We define risk as being comprised of three components: severity of impact, the probability of occurrence, and the ability to detect the event. The combination of these provide an overall risk assessment of a failure mode or a manner in which something can fail. We often apply this formula to code releases or for a more granular approach, we apply it to individual features within a release. By identifying the ways (failure modes) in which a feature could fail in production and giving that a score based on these three factors, we can quantify how much risk we have. We often teach this technique as a FMEA (failure mode effects analysis).
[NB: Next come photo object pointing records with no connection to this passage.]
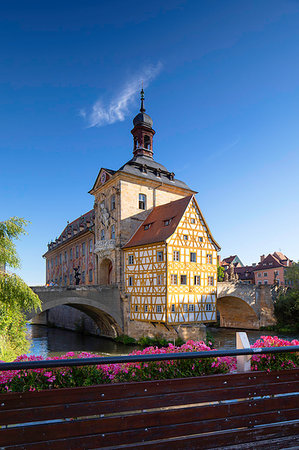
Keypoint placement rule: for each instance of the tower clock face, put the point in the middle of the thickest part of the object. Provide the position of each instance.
(103, 177)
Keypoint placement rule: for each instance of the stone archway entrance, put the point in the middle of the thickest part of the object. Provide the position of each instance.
(236, 313)
(106, 267)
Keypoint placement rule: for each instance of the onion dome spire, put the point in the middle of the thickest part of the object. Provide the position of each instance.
(142, 109)
(143, 131)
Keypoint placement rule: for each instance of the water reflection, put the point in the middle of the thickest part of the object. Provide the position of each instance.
(54, 341)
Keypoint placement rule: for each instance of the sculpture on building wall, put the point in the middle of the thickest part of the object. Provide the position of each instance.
(77, 275)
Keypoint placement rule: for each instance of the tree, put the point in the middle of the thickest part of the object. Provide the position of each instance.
(16, 298)
(286, 307)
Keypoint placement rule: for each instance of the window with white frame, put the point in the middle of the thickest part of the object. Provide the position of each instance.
(197, 280)
(113, 232)
(176, 255)
(183, 279)
(142, 201)
(159, 280)
(173, 278)
(192, 257)
(112, 202)
(159, 256)
(210, 281)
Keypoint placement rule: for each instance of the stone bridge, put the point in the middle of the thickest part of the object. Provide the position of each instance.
(239, 305)
(243, 305)
(101, 303)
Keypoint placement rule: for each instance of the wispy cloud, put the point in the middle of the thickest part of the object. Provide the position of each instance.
(118, 108)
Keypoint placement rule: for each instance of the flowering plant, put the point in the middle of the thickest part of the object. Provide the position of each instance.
(277, 361)
(39, 379)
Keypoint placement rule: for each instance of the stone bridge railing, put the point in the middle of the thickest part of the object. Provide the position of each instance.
(244, 305)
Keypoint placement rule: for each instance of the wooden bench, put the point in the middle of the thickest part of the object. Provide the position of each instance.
(247, 410)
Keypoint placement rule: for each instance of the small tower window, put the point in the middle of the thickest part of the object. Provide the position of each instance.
(147, 142)
(113, 232)
(142, 201)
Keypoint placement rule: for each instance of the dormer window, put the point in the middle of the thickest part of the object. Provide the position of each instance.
(142, 201)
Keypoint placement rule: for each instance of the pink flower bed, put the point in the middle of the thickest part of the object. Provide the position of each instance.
(278, 361)
(39, 379)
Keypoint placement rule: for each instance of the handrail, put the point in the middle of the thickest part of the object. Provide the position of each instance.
(142, 358)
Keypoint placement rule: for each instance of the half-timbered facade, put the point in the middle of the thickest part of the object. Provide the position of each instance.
(171, 266)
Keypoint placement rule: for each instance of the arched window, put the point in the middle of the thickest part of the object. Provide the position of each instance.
(147, 142)
(142, 201)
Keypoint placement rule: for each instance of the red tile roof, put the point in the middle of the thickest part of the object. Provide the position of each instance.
(157, 231)
(272, 261)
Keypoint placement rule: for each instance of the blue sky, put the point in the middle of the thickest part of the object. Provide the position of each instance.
(221, 84)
Risk = severity * probability * inability to detect
The most typical approach to risk mitigation has been an attempt to reduce the risk by reducing the probability. This is often done through rigorous requirements definition, thorough design reviews, and most often, lots of testing. The problem with this approach is that no matter how good we are, bugs will slip through. Users have different configurations than we have in our test environments or they use the product differently than we expect. A more recent approach to reducing the probability has been to deploy smaller changes. This was done by reducing development cycles or sprints to 1-2 weeks or in the extreme, employing continous deployment. The theory being the smaller the release, the fewer changes, and thus the less probability of failure.
A different approach to risk reduction and mitigation is by attempting to reduce the severity factor. There are several ways in which we can attempt to do this. The first is through the use of monitoring. By monitoring business metrics (checkouts, listings, signups, etc) we can quickly identify if there is a problem. Continuous deployment requires a rigorous approach to monitoring in order to quickly identify the problem and rollback the changes, thus reducing the severity or impact of the problem to your customers.
Another approach to reducing the severity is by pushing code changes to a small set of your users. Ideally this should be done through “swim lanes” but it can also be accomplished manually. In a process that we call “incremental rollout”, you would deploy new code to a small set of your servers (1-5%) and watch for issues. Once you’re satisfied with that there are no issues, roll to a larger set of your servers. Continue this “roll, pause, and observe” cycle until you have the release completely deployed. Teams that employ this strategy often take days to deploye code changes but by doing so they have much less risks of a customer impacting problem.
There are lots of ways to approach risk mitigation and we should continue to add these approaches to our toolkits. Some approaches work better than others based on the team culture and product or service being offered.